After this, data jobs will have access to a Postgres database connection, managed by Versatile Data Kit SDK.

If you want to use single postgres database instance. If it is the only database plugin installed , vdk would automatically use it. Otherwise, users need to set VDK_DB_DEFAULT_TYPE=POSTGRES as an environment variable or set 'db_default_type' option in the data job config file (config.ini).
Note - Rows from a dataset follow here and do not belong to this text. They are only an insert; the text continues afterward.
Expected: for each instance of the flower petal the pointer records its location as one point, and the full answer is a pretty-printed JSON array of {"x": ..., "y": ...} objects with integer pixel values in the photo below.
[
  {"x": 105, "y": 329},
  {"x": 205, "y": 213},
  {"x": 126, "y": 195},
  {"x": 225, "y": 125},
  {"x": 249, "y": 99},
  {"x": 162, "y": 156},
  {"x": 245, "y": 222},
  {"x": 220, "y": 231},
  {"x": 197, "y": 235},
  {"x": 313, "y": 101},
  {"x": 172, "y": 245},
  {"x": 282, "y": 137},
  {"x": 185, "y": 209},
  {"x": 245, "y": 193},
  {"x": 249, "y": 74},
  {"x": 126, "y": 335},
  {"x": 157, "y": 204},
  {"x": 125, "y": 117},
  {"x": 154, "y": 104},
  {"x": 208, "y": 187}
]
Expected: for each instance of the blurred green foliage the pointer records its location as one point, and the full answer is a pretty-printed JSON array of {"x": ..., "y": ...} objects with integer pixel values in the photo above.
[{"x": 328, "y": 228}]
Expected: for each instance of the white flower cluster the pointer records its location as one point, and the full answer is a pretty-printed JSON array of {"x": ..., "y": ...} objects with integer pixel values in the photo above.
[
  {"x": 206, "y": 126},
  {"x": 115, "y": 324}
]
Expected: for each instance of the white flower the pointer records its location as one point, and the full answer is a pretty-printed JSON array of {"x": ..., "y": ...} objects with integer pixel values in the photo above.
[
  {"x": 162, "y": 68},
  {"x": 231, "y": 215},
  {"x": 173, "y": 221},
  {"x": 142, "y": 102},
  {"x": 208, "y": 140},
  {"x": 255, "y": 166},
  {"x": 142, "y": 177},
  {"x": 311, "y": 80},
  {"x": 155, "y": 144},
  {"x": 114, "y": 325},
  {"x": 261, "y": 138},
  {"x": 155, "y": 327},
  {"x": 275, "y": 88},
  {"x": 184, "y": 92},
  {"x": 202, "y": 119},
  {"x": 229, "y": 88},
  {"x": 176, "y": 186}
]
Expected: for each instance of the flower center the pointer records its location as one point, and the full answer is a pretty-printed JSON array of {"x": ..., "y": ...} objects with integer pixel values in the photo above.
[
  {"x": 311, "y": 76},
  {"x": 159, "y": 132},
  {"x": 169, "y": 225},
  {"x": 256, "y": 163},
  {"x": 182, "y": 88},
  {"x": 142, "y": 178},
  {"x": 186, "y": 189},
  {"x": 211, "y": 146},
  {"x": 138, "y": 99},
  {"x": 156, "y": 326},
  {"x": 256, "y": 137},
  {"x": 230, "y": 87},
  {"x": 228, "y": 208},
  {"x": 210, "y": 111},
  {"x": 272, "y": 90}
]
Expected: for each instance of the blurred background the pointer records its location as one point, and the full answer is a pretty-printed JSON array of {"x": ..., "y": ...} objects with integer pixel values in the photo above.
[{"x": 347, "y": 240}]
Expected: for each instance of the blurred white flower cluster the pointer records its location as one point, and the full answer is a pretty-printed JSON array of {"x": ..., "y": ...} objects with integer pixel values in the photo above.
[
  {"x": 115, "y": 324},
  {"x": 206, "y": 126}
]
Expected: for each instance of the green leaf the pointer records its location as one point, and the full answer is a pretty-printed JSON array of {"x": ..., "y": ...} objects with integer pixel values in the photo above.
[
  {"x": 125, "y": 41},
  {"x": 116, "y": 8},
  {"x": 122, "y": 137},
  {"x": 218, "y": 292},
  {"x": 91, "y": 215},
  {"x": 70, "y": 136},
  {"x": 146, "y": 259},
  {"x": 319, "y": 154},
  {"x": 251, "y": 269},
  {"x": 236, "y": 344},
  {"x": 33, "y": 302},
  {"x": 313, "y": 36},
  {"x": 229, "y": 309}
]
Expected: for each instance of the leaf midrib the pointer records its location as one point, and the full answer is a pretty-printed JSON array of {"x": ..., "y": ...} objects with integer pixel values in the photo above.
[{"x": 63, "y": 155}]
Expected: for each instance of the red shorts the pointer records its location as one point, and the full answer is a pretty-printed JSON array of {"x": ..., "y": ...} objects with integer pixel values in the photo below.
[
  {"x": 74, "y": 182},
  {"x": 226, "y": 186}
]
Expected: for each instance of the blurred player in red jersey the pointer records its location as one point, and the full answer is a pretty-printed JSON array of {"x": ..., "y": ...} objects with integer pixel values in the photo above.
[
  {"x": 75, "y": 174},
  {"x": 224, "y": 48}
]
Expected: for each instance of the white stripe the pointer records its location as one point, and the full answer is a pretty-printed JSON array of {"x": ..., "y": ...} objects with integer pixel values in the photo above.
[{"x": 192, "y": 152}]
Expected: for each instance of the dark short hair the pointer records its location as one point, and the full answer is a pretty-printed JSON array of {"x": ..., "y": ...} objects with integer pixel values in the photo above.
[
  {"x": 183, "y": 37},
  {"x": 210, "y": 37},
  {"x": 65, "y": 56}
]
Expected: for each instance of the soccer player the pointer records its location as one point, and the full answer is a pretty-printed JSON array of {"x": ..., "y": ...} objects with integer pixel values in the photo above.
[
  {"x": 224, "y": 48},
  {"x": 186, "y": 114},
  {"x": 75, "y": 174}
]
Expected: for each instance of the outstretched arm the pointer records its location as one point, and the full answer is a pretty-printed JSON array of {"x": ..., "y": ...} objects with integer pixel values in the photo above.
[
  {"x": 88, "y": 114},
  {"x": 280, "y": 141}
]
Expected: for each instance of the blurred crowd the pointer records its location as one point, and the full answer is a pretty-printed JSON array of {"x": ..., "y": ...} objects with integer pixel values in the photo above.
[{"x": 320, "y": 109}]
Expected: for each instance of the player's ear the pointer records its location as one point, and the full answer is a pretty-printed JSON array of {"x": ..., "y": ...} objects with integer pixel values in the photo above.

Add the required configuration values using the config file, environment variables, or VDK secrets. The supported configuration variables include:

POSTGRES_DSN - libpq connection string. Check https://www.postgresql.org/docs/current/libpq-connect.html#LIBPQ-CONNSTRING
POSTGRES_DBNAME - database name
POSTGRES_USER - user name
POSTGRES_PASSWORD - user password
POSTGRES_HOST - the host we need to connect to, defaulting to UNIX socket, https://www.psycopg.org/docs/module.html"
POSTGRES_PORT - The port to connect to, defaulting to 5432

Set a default database in config.ini like this:

[vdk]
postgres_dbname=postgres
postgres_user=postgres
postgres_password=postgres
postgres_host=localhost
postgres_port=5433

Note: Default database configurations must be in the [vdk] section.

You can connect to the default database through 'job_input'. For instance

    def run(job_input: IJobInput):
        job_input.execute_query("select 'Hi Postgres!'")

Postgres Multiple Databases

To manage multiple Postgres database connections within a data job, always configure the default database in the [vdk] section of the config.ini file. This section should contain the primary connection details that the application will use by default. The default Postgres connection is saved as postgres and should always be called with that name. Subsections should not be created with that name. Subsection name vdk_postgres is prohibited.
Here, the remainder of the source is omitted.